ANC top 6 backs Ramaphosa's call for Magashule to immediately step aside: report

The 'Business Day' is reporting this was the response of the other five officials when Magashule informed them on Sunday night that he would not voluntarily vacate office, despite a national executive committee ruling that those facing criminal charges must step aside or face suspension.

African National Congress (ANC) secretary-general Ace Magushule addresses protesting Wits University students at Luthuli House in Johannesburg on 11 March 2021. Picture: Xanderleigh Dookey-Makhaza/Eyewitness News

JOHANNESBURG - President Cyril Ramaphosa has reportedly won the "unequivocal" backing of the rest of the African National Congress (ANC) top six for secretary-general Ace Magashule to "immediately" step aside pending the outcome of his fraud and corruption case.

The Business Day on Monday reported that this was the response of the other five officials when Magashule informed them on Sunday night that he would not voluntarily vacate office, despite a national executive committee ruling that those facing criminal charges must step aside or face suspension.

It’s understood that the meeting adjourned at 10 pm and then resumed on Monday.

Magashule is facing criminal charges for alleged involvement in fraud and corruption related to a R255 million asbestos project in the Free State when he was premier. He denies the charges.

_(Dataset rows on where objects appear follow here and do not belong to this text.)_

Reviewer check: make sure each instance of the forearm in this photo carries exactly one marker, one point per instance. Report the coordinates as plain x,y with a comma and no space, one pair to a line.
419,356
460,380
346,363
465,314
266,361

His fate tests the ANC's vow to cleanse itself of an image of corruption, revive confidence in South Africa's governance and restore party support at the ballot box.

This strategy, say analysts, may succeed or founder with Magashule, 61 - a tough-as-old-boots political infighter with a permanent scowl and an equally entrenched following.

"For the first time, the ANC is about to fire its own secretary-general. That has never happened in history," said political sciences professor Mcebisi Ndletyana.

The Magashule affair touches on the history and heart of the ANC.

The party was the force that brought South Africa's apartheid system to an end and has governed the country ever since its first democratic elections in 1994.

Within this enclosed hierarchy, Magashule worked his way up through the ranks, starting in his home province of the central Free State and building a support network along the way.